En México, la presencia de imitaciones de queso amarillo se ha expandido considerablemente en tiendas y supermercados, en respuesta a la alta demanda de este alimento en sándwiches y hamburguesas.
Según la Revista del Consumidor de la PROFECO, estas imitaciones han entrado al mercado con un aspecto y sabor que buscan asemejarse al auténtico queso americano, pero sus ingredientes y forma de elaboración presentan diferencias fundamentales frente a los productos originales.
La PROFECO advierte que el núcleo de estas copias radica en su fórmula compuesta de ingredientes que distan del perfil lácteo tradicional. Las imitaciones de queso amarillo, señala la Revista del Consumidor, están hechas a partir de agua, almidón, grasas vegetales y caseinatos (derivados sintéticos de la proteína láctea denominada caseína). Asimismo, incorporan sales fundentes y una gama de aditivos que cumplen la función de brindar la textura y sabor característicos de los quesos procesados.

El proceso de elaboración inicia mezclando agua con los almidones para formar la base del producto. Posteriormente, se agregan grasas vegetales, que sustituyen la grasa de la leche utilizada en el queso auténtico.
A esta mezcla se le incorporan los caseinatos, que funcionan como proteínas de reemplazo, acompañados por sales fundentes que permiten homogeneizar y fundir los ingredientes en una masa uniforme. Los aditivos y colorantes, ya sean naturales o artificiales permitidos por la normativa mexicana, completan el perfil sensorial y visual que distingue a estas alternativas. De la mezcla sale una lámina que, después de enfriarse, es cortada, empaquetada y enviada a las tiendas.
En algunos casos, los fabricantes integran pequeñas fracciones de quesos madurados dentro de la mezcla, pero, a diferencia del original, el grueso de la receta se compone de ingredientes no lácteos. Gracias a esta combinación, las imitaciones logran un producto final capaz de fundirse y ofrecer una apariencia suave y flexible, similar a la del queso americano, aunque con composiciones químicas distintas.

El queso americano verdadero emplea únicamente productos lácteos, mezclando diferentes quesos madurados como gouda o cheddar.

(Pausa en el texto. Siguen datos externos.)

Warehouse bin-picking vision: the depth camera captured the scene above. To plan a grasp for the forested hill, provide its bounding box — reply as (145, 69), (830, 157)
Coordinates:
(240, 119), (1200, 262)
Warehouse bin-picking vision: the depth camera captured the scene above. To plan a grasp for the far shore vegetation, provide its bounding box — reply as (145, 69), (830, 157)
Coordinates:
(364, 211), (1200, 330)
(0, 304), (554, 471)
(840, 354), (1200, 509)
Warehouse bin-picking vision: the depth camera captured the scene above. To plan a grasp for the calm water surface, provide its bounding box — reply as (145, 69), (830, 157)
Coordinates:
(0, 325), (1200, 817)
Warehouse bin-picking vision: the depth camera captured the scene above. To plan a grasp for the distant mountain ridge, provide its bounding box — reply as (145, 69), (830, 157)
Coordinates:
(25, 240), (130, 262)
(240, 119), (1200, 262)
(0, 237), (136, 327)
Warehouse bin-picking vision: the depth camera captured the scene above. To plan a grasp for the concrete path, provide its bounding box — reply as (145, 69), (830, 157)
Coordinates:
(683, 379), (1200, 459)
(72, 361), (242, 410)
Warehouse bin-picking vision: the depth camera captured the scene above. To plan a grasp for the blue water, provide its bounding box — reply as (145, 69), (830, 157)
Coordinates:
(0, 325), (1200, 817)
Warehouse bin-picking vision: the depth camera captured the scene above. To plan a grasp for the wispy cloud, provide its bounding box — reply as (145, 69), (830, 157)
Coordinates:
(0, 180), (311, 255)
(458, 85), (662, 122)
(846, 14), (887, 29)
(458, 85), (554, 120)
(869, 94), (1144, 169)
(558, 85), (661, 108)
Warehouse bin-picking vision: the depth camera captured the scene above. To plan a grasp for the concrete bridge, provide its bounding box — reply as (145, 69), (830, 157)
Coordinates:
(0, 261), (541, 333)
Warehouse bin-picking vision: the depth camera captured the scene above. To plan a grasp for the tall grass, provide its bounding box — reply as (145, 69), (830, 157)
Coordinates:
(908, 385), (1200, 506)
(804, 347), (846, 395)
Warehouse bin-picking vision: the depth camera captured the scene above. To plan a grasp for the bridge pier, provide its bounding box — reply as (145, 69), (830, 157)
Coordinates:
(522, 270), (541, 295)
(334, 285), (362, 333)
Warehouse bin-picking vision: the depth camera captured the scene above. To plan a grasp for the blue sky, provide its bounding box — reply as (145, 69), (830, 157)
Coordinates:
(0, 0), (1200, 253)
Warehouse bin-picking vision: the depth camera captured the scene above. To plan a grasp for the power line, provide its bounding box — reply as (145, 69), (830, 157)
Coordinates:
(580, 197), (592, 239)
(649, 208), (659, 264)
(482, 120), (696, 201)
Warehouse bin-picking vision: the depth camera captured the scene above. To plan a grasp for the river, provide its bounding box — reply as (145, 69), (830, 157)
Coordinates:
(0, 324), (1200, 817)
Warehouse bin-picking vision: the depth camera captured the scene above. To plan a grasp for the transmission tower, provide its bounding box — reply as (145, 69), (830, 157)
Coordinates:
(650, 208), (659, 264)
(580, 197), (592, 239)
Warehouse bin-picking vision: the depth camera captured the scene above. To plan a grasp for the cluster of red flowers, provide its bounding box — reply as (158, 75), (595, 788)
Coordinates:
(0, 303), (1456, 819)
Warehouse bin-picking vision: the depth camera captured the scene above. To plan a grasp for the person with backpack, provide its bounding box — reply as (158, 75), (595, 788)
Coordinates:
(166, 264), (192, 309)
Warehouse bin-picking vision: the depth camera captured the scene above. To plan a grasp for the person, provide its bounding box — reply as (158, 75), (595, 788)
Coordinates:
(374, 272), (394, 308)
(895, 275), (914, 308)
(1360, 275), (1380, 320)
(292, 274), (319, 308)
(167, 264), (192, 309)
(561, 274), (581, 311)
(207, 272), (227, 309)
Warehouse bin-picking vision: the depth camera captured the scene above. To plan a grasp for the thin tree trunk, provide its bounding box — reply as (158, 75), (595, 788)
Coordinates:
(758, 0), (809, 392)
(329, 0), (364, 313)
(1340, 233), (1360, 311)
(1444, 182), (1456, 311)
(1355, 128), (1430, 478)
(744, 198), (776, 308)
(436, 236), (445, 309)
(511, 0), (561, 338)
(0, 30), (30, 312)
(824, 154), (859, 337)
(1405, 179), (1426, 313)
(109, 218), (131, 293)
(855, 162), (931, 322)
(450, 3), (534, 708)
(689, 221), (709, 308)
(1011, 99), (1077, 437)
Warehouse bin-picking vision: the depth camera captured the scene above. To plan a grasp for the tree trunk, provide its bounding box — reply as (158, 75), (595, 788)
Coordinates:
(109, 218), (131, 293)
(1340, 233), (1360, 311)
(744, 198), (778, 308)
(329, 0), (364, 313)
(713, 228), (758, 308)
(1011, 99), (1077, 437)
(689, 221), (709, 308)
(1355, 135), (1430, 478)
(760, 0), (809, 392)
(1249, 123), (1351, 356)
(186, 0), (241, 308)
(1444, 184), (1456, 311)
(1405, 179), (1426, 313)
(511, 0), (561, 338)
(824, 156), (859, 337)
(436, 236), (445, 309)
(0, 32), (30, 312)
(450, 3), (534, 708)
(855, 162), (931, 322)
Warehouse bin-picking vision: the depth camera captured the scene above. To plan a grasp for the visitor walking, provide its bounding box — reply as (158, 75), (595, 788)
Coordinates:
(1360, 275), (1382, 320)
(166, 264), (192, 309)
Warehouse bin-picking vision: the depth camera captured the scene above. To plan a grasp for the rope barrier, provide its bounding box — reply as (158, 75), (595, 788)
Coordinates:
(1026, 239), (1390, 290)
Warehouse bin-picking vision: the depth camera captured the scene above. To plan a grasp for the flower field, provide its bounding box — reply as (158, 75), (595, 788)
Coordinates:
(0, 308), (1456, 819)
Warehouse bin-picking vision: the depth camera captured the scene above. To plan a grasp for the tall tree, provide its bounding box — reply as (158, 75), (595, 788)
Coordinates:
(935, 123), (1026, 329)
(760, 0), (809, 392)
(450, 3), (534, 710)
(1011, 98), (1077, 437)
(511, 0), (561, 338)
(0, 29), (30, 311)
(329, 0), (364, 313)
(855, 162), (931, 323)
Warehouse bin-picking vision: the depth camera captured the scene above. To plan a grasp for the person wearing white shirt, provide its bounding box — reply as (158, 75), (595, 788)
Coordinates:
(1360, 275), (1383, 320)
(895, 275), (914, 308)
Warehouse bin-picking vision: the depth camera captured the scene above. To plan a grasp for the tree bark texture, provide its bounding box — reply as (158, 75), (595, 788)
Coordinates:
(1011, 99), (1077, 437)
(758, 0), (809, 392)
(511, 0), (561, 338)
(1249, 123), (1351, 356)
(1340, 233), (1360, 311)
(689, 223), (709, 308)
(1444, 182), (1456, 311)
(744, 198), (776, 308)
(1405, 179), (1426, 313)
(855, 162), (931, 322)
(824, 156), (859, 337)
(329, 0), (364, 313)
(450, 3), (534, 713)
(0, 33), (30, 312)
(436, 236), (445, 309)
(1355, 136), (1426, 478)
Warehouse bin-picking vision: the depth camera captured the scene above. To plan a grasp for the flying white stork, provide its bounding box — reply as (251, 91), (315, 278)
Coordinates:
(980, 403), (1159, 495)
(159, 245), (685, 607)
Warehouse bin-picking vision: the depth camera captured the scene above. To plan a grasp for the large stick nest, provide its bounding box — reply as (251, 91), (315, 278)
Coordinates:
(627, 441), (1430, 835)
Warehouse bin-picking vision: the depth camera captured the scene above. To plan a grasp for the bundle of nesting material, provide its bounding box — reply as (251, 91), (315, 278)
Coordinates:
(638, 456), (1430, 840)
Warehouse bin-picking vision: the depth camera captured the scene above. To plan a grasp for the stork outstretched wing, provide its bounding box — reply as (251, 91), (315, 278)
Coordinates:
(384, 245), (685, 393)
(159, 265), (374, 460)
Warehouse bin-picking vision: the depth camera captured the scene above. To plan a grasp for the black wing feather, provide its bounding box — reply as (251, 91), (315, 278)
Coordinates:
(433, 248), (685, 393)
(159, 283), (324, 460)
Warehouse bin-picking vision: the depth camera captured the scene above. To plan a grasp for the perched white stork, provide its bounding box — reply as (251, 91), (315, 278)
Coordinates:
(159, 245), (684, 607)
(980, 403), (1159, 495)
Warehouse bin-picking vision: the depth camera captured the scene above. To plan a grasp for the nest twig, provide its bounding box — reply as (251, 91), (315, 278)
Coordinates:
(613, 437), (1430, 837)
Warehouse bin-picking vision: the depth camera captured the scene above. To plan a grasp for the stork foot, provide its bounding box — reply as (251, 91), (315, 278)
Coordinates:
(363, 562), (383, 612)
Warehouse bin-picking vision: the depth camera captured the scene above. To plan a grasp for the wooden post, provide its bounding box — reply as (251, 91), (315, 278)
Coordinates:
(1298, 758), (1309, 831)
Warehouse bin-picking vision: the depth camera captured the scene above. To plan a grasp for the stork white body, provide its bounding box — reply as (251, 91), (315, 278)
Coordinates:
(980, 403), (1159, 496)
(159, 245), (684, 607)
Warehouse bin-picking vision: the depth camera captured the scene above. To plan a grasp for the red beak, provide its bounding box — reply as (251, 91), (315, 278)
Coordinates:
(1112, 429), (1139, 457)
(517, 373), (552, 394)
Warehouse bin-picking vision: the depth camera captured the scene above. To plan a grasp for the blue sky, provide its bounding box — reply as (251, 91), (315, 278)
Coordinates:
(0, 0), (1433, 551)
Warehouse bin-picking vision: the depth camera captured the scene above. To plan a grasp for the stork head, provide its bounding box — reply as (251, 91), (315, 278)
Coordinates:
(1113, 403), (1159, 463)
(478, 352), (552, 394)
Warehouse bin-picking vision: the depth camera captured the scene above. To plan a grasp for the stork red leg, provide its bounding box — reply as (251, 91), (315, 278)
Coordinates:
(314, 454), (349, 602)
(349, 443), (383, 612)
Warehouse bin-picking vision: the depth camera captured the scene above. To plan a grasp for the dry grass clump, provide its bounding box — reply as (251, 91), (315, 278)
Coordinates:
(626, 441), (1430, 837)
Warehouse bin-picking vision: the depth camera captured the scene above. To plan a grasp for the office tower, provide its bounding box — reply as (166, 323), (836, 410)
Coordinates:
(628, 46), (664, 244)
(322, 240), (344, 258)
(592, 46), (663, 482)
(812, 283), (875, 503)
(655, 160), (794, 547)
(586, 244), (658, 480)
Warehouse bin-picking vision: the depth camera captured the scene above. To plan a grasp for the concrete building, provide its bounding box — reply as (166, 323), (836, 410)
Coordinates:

El proceso del auténtico inicia con la molienda de estos quesos, que, tras mezclarse con agua, sal, estabilizantes, conservadores y colorantes naturales como achiote o cúrcuma, se calientan y se transforman en una masa uniforme, lista para cortar y empacar.
La diferencia por la presencia de grasas vegetales y proteínas sintéticas en las imitaciones, frente a la base exclusivamente láctea del queso americano genuino hace que la legislación mexicana prohíba que las copias se etiqueten y comercialicen como “queso”.
A partir de abril de 2021, la modificación a la NOM-051-SCFI/SSA1-2010 obliga a identificar en el empaque de las copias de queso americano la palabra IMITACIÓN en letras mayúsculas visibles sobre fondo claro, vetando cualquier presentación que sugiera equivalencia con queso real.